3.横領による損失

 横領損失は、横領の事実が発生した時点では当該者に対する損害賠償請求権を法人が取得すると考え、当該事業年度の益金の額に算入することになります。つまり、会計上は収益と損失の両建となりますが、この時点では、損失は税務上損金不算入となります。その後に、損害賠償請求権の回収不能が明確となった時点で、税務上貸倒損失として損金の額に算入することとなります。ただし、法人が単に帳簿上の勘定科目を振替えただけでは損金算入は認められません。債務者の資産状況、支払能力等の状況を把握し、回収不能であることを明らかにする必要があります。
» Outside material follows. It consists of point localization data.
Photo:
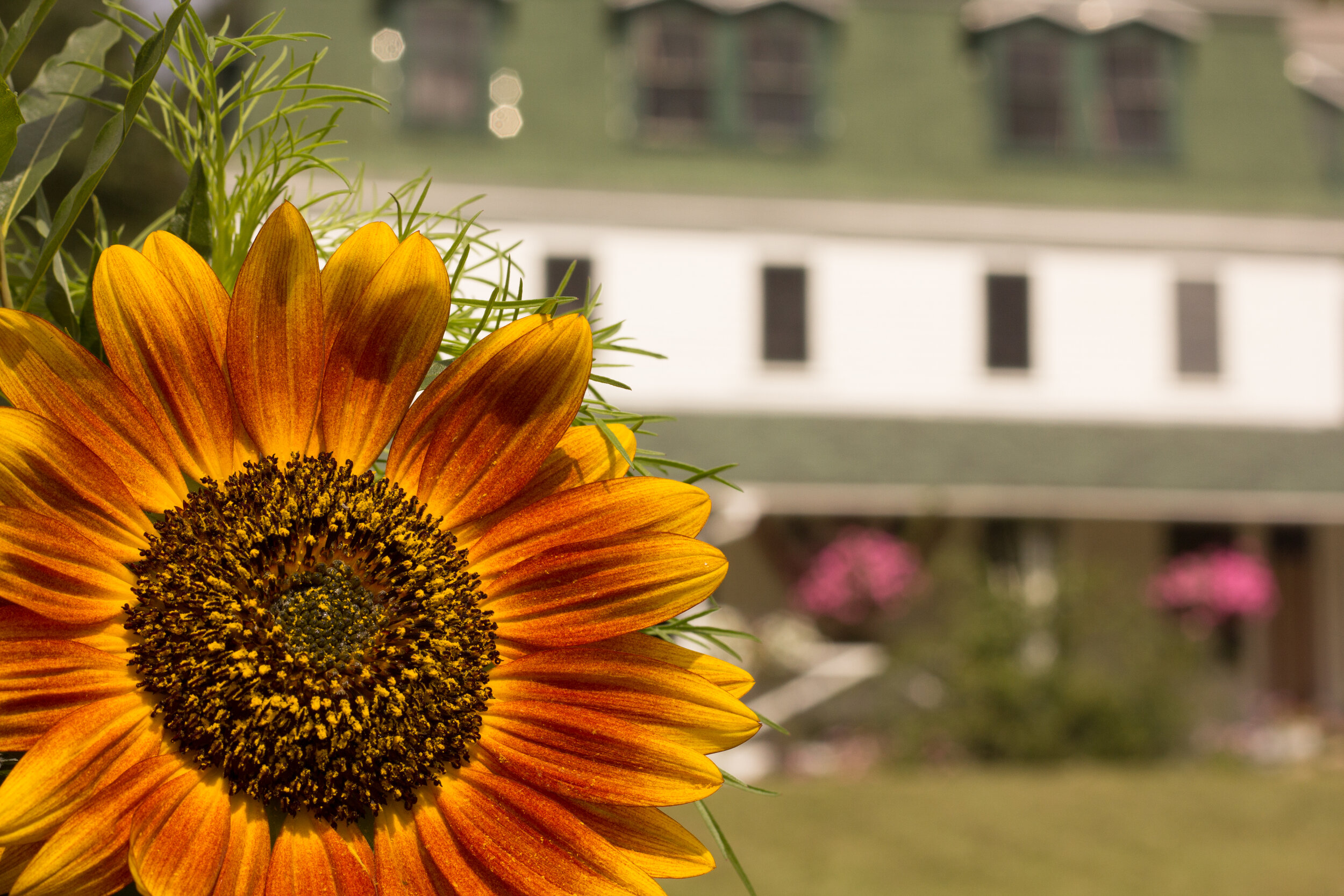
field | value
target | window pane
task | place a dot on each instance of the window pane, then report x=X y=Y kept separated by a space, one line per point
x=1133 y=88
x=578 y=285
x=785 y=315
x=778 y=74
x=1197 y=328
x=1035 y=89
x=1009 y=345
x=674 y=70
x=445 y=55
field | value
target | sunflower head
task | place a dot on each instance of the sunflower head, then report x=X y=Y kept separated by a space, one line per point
x=217 y=614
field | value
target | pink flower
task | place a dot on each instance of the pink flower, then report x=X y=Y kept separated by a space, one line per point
x=861 y=571
x=1221 y=583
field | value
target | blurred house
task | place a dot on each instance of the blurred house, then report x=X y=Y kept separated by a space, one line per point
x=1074 y=264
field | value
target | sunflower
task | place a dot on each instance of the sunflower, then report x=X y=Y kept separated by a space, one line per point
x=241 y=663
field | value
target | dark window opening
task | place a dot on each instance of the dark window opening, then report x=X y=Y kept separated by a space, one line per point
x=1133 y=93
x=1197 y=329
x=1327 y=131
x=675 y=71
x=445 y=61
x=1007 y=316
x=785 y=315
x=577 y=288
x=1292 y=644
x=778 y=76
x=1035 y=89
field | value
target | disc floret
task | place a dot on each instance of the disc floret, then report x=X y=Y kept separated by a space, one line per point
x=315 y=636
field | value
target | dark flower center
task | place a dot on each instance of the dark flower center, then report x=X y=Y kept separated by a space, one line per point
x=315 y=636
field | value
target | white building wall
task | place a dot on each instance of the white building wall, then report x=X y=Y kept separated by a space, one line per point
x=897 y=327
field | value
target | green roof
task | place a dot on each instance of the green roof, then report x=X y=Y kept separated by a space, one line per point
x=957 y=453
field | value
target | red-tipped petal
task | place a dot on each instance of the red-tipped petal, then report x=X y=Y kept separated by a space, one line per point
x=382 y=351
x=276 y=345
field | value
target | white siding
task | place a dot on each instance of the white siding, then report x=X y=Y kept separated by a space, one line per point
x=898 y=328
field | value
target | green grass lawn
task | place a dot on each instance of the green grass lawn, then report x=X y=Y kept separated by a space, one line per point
x=1191 y=830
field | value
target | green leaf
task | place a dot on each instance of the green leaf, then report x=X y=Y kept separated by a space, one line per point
x=733 y=781
x=10 y=121
x=53 y=112
x=191 y=221
x=106 y=144
x=724 y=844
x=26 y=26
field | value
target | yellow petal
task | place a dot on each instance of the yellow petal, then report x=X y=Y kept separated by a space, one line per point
x=589 y=512
x=82 y=754
x=382 y=351
x=584 y=456
x=45 y=371
x=276 y=346
x=195 y=281
x=735 y=682
x=87 y=855
x=589 y=755
x=675 y=704
x=179 y=836
x=423 y=420
x=162 y=351
x=506 y=418
x=46 y=470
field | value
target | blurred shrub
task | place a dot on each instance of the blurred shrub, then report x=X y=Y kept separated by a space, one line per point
x=1093 y=673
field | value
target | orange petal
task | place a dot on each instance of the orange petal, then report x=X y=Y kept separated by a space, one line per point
x=12 y=862
x=179 y=836
x=589 y=755
x=348 y=273
x=676 y=704
x=49 y=472
x=595 y=590
x=595 y=511
x=447 y=856
x=656 y=844
x=77 y=758
x=380 y=358
x=504 y=421
x=45 y=371
x=401 y=865
x=53 y=570
x=18 y=623
x=313 y=859
x=584 y=456
x=533 y=843
x=194 y=280
x=276 y=348
x=87 y=856
x=42 y=682
x=424 y=418
x=160 y=348
x=244 y=872
x=725 y=675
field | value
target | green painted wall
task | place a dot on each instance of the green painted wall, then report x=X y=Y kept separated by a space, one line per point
x=912 y=97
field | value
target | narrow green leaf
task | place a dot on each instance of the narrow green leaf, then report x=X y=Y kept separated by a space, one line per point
x=733 y=781
x=609 y=382
x=191 y=221
x=106 y=144
x=434 y=370
x=20 y=33
x=53 y=112
x=724 y=844
x=10 y=120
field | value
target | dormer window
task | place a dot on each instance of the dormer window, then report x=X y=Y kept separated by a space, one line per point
x=778 y=74
x=675 y=70
x=725 y=70
x=1084 y=77
x=447 y=62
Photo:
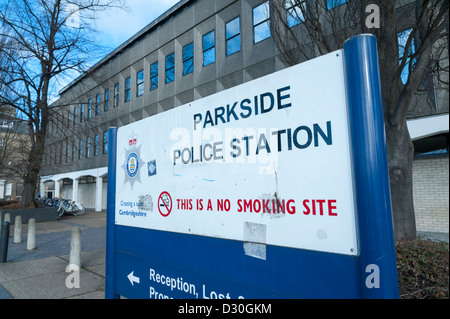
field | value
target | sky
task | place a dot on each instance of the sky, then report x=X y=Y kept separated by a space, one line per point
x=117 y=25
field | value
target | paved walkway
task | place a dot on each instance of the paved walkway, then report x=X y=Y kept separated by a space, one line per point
x=41 y=273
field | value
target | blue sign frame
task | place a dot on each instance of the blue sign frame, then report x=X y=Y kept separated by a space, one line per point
x=144 y=263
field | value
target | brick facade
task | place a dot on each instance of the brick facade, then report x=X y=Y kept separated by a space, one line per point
x=431 y=194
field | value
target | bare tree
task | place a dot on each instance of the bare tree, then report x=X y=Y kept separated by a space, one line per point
x=415 y=61
x=45 y=41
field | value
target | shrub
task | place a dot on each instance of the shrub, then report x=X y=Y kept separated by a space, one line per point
x=423 y=270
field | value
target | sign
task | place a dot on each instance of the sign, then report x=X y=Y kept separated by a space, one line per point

把握した内容は時系列で整理し、回収不能の判断等は取締役会等で決議しておく必要があります。

 損金の額に算入される時点ですが課税所得の計算上、当該損害賠償請求権の貸倒れの事実が明確となった日の属する事業年度に算入されることになりますので、貸倒れの事実が明確となった日の翌事業年度以降に貸倒損失を認識し、損金の額に算入することは所得操作となり認められません。

 また、横領を行った者が法人の役員である場合には特に注意が必要です。役員であれば実質的には法人の行為であると考えられ横領損失ではなく、横領をした役員に対する役員賞与とみなされる可能性があります。この場合、役員賞与は損金不算入となりますし、法人は源泉徴収義務が発生し不納付加算税が課されることとなります。